Контур для ПУУД

This commit is contained in:
emelianov
2026-06-15 12:49:45 +03:00
parent 7fdac8c71e
commit 29b8206867
8 changed files with 291 additions and 1 deletions
@@ -0,0 +1,196 @@
package space.nstart.pcp.angularmotion
import ballistics.mpl.OrientOnPointCalculator
import ballistics.types.BLHPoint
import ballistics.types.EarthType
import ballistics.types.OrbitalPoint
import ballistics.types.TangageType
import ballistics.types.WorkCSType
import ballistics.utils.earth.getEarth
import java.util.Locale
import kotlin.math.PI
import kotlin.math.abs
import kotlin.math.cos
import kotlin.math.max
import kotlin.math.sin
import kotlin.math.sqrt
/**
* Строит WKT-контур полосы съемки по результату ПУУД.
*
* [captureAngleDeg] трактуется как полуширина полосы: правая/левая граница соответствуют
* ориентациям на точки с креном `centerKren + capture` и `centerKren - capture`.
*/
class SurveyContourCalculator(
earthType: EarthType = EarthType.PZ90d02,
wcs: WorkCSType = WorkCSType.WCSOrbit,
tangageType: TangageType = TangageType.TTProactive,
) {
private val earth = getEarth(earthType)
private val orientCalculator = OrientOnPointCalculator(earthType, wcs, tangageType)

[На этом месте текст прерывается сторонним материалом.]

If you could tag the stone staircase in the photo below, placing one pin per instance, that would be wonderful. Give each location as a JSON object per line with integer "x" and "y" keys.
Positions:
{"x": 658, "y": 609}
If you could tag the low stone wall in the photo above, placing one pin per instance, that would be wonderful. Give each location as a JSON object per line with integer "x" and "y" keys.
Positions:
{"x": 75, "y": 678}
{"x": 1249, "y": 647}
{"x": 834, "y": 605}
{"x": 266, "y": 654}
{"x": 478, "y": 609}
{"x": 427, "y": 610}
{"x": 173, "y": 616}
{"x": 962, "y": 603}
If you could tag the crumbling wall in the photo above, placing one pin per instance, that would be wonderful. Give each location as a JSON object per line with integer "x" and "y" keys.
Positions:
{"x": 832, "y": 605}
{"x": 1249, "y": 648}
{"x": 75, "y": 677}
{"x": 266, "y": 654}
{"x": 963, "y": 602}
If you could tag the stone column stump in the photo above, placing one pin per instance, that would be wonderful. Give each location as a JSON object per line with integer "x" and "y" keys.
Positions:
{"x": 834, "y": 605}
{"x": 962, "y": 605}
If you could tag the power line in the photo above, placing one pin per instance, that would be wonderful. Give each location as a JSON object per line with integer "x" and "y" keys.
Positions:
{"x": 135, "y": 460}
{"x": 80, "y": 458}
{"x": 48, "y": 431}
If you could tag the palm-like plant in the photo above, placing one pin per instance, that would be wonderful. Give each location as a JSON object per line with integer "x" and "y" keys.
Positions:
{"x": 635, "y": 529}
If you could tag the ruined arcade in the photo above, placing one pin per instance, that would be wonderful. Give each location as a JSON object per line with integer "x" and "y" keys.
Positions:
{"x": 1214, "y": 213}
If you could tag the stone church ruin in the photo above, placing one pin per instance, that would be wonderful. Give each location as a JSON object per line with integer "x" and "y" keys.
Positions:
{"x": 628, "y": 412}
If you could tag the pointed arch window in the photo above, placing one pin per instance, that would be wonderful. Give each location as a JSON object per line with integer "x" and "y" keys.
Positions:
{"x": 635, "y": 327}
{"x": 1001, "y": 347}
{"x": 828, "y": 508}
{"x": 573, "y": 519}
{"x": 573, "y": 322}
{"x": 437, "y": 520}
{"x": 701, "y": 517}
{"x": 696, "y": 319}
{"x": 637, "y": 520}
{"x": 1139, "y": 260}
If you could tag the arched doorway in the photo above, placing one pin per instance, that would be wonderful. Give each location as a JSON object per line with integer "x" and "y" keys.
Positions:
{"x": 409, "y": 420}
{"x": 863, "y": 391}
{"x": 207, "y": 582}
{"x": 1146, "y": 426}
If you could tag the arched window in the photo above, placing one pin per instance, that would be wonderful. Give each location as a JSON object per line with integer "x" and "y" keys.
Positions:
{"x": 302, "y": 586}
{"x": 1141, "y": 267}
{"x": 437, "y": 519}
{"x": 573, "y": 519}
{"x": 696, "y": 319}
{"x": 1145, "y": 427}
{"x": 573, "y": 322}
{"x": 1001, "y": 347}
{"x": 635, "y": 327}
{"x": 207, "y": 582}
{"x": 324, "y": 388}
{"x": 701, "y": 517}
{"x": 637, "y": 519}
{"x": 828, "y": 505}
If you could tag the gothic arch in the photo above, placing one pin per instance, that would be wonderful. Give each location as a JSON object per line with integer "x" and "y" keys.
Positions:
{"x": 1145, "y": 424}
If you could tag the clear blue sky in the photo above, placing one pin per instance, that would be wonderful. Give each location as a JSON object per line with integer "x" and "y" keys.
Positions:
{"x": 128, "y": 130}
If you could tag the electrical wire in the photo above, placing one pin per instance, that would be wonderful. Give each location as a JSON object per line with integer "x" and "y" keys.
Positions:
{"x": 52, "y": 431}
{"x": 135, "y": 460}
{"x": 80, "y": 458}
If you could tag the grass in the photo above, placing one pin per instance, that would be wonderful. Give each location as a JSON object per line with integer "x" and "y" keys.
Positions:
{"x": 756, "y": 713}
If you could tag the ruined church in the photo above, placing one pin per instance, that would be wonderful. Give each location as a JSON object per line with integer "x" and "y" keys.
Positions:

fun calculate(result: AngularMotionResult, captureAngleDeg: Double): String {
require(captureAngleDeg > 0.0 && captureAngleDeg.isFinite()) {
"Угол захвата аппаратуры должен быть положительным"
}
val sourcePoints = result.points.filter { it.groundPoint != null }
require(sourcePoints.size >= MIN_CONTOUR_POINTS) {
"Для построения контура съемки требуется не менее $MIN_CONTOUR_POINTS точек ПУУД"
}
val captureAngleRad = captureAngleDeg.toRadians()
val right = ArrayList<SurveyContourPoint>(sourcePoints.size)
val left = ArrayList<SurveyContourPoint>(sourcePoints.size)
sourcePoints.forEach { point ->
val centerKren = orientationKren(point.orbitalPoint, point.groundPoint!!)
right += boundaryPoint(point.orbitalPoint, point.groundPoint!!, centerKren + captureAngleRad)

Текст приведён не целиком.